お決まりの中禅寺湖から戦場ヶ原へ・・。そこで、帰りも「高速を使おう」って事で、この日は赤城さんまで足を伸ばした。帰りは「関越自動車道」またしても苦心惨憺な戦いが・・・(涙) 空気抵抗と登り坂との格闘を繰り広げ、何とか「上郷パーキング」に到着。勿論、30分お待たせキャンディー状態で・・・「なんや、これじゃ一人で走ってんのと変わらんじゃないかぁ・・・」と、ちょっぴりセンチな気分を味わった(涙)・・・。
やっとこさ、高速との格闘も終わり無事に会長の自宅まで到着。そこで「アレコレ」悩むも結局原因が分からず、日を見て修理にだす覚悟を決めてこの日は帰路に付く・・・。

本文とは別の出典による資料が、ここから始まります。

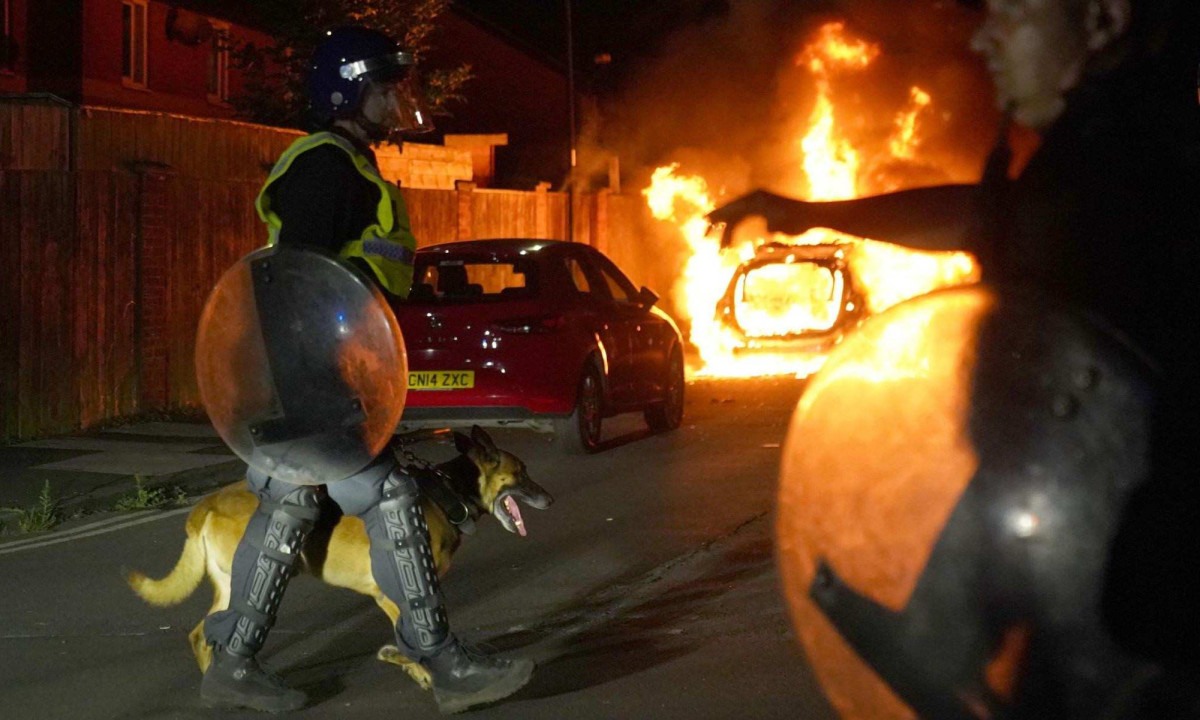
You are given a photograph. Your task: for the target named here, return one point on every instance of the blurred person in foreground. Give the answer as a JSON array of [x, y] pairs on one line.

その翌週から仕事が忙しくなって修理に出している暇が無く二週間があっという間に過ぎた土曜日・・・。店主が来て「バイク修理に出したの?」って言うので「まだだよ」と応えると 「だって表に無いよバイク・・・」「なにぃ〜〜〜〜〜〜っ!」 慌てて表に行くと、置いていたはずの場所はポッカリと空いていた「無い!俺のGPZがなぁ〜い!」 会社に乗っていった訳ではない・・・誰かの家に置いて行った訳ではない・・・埋めた訳でもない・・・瞬時に様々な消去法を用いた結果・・・やられた〜〜っ!盗難じゃぁ〜!「車検通して3ヶ月、タイヤ9分山、マフラー入れて一週間・・・やいっ!泥棒野郎!俺のGPZ返せ〜〜〜〜っ!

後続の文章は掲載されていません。